Indoor Nano-Drones: Visual Inertial Odometry on an ultralight ARM module

Compulab’s UCM-i.MX93 System-on-Module mounted onto the manufacturer evaluation board (Photograph taken by Sarika Ramroop)

Virtana is developing an autonomous nano-drone system that is able to autonomously navigate indoors (e.g. office buildings & warehouses), using the Crazyflie 2.1. This drone belongs to the nano-drone category [5], under 50g with a 10cm diameter (motor-to-motor). For such size-constrained drones, carrying out Visual Inertial Odometry (VIO) has historically been considered infeasible [4]. However, using the UCM-i.MX93 System-on-Module (SoM), we have been able to run an open-source VIO system using EuRoC datasets at 4Hz, with under 50% CPU use. This brings us one step closer to achieving something that is notoriously difficult: A VIO-powered navigation stack, running on an autonomous nano-drone. 

Achieving this type of autonomy generally requires good localization performance to work in tandem with path planning and flight control. While many outdoor drone solutions use GPS for localization, it is not feasible for indoor localization since performance is significantly degraded due to high signal attenuation [3]. 

The size limitation of the CrazyFlie means that the payload is also very limited; only 15g. These two factors make autonomous indoor navigation for this type of drone especially challenging for a number of reasons:

  1. Limited battery size - Only low-powered devices can be used.

  2. Size constraints for any mounted components - components must be smaller than the drone. This immediately rules out many sensors and processor board options from consideration.

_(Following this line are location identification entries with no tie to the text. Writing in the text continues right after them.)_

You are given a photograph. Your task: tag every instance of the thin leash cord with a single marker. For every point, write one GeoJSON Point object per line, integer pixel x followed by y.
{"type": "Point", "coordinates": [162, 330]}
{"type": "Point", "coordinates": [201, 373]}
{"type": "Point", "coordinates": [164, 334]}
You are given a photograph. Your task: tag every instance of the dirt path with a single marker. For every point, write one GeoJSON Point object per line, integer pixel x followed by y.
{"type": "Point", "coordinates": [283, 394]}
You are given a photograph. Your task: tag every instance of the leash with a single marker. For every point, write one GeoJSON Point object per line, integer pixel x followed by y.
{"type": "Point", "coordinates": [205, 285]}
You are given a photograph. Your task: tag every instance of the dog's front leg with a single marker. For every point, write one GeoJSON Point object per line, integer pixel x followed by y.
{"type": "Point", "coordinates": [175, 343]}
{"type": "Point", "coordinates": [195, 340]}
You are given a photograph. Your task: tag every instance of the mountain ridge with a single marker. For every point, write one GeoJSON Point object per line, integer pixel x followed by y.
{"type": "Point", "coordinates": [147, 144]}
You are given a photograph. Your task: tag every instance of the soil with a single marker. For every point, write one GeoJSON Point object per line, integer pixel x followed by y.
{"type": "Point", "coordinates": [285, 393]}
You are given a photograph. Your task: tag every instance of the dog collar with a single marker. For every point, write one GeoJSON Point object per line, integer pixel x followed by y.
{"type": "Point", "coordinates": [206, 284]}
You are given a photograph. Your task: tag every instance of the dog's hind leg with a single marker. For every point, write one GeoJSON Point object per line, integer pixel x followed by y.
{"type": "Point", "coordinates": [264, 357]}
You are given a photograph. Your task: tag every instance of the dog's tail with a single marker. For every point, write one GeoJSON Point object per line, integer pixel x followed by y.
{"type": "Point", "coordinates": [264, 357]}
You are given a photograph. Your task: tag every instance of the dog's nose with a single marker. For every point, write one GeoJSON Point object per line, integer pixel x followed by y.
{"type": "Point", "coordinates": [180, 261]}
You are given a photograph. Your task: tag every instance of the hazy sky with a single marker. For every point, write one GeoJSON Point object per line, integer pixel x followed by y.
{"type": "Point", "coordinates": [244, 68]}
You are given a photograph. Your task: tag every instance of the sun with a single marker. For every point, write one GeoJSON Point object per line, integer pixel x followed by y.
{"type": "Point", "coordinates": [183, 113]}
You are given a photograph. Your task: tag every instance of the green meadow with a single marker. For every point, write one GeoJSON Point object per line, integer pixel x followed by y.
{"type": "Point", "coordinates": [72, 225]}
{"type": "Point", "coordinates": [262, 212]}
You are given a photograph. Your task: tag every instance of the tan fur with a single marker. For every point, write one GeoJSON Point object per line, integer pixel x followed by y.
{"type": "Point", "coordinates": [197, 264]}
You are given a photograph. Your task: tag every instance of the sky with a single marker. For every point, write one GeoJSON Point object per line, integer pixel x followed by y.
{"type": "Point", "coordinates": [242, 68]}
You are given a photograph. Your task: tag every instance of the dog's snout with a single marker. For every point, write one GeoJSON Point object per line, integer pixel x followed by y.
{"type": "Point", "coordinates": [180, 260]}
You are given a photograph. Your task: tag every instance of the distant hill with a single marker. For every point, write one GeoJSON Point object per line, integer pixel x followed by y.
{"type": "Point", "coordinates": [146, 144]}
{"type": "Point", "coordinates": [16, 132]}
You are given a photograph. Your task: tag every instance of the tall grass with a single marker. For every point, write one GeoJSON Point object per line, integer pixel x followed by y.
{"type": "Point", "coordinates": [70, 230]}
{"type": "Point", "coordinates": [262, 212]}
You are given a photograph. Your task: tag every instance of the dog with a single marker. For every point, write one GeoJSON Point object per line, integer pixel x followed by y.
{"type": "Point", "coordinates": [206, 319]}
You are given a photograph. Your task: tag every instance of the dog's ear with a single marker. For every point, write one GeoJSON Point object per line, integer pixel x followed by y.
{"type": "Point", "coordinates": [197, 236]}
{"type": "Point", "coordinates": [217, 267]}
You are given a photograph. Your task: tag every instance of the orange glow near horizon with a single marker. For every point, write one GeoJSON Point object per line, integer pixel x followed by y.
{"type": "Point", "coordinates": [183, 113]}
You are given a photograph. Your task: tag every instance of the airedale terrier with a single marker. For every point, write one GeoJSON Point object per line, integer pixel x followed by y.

  3. Lightweight components - Due to the limited payload, any additional components/boards that are added to the drone must be very light weight (<10g). This further narrows down sensor options. Any processor cannot require any heat sink outside of the lightest and smallest options. 

  4. Processor constraints - processors must be low-powered, small and lightweight to have minimal impact on flight time. This means more powerful options that are used with larger drones (e.g. NVidia’s Jetson line) cannot be used with drones of this size. 

LiDAR-based approaches are used for localization solutions for more standard-sized indoor drones. However, for these nano-drones, the power requirements are too high and even the smallest LiDAR sensors still exceed the payload requirements [4]. As such, LiDAR cannot be used.

In addition to the physical constraints, the processor constraint also limits the type of algorithmic approaches that can be carried out for achieving localization. Scarramuza and Zhang [8] claim that Visual Inertial Odometry (VIO) or Visual (Inertial) Simultaneous Localization and Mapping (vSLAM) are the best alternatives to GPS and LiDAR for accurate state estimates. However, for miniaturized low-powered processors, these vision-based approaches have provided challenges for use as they are both memory intensive and computationally expensive. As such, research into alternative methods are being carried out. Examples include time-of-flight (ToF) based NanoSLAM by Niculescu et al [4] and a UWB-based approach by Pourjabar et al [6]. 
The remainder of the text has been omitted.